GVDN: How are you going to take the materials out?
Dykes: "I don’t know yet...we have three ways to go: Highway 21, Highway 17 through Garden Valley or Grimes Creek Road, through HSB, down 55. We’ve got to figure that out." (CuMo remarks that the HSB road will be significantly better, due to winding canyon roads and the transportation along the Boise river corridor.)
GVDN: They say you’re going to take the whole mountain down—that’s a lot of trucks!
Dykes: "Phase 2 takes us to pre-feasibility; that $100M permit takes us to feasibility.
Next part, we’ll need more exploration or say it’s not quite right. We look at feasibility, site selection, concerns, how to integrate in."
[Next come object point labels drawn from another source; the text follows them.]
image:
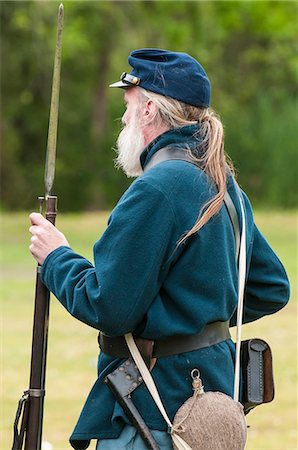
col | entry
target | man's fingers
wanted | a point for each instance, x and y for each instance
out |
(37, 219)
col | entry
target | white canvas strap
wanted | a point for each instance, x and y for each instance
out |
(147, 377)
(241, 286)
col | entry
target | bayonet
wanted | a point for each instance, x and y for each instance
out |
(30, 409)
(49, 174)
GVDN: What agencies do you have to deal with?
Dykes: "Agencies involved? About 100. Forest Service, EPA, County, my binders for permits, etc., just for the government, are 2’ high. "
GVDN: What about reclamation of the land after it’s all over? I understand you plan to reclaim the temporary roads as you go along.
Dykes: "Any mine unit is going to get ugly—but a small area. Only one or two places you can see. Over time, the waste dump will get reclaimed—reclaimed areas in other places now have bison, buffalo feeding. (Nevada and British Columbia have reclaimed tailings ponds; bison and cattle feed on the rich vegetation.)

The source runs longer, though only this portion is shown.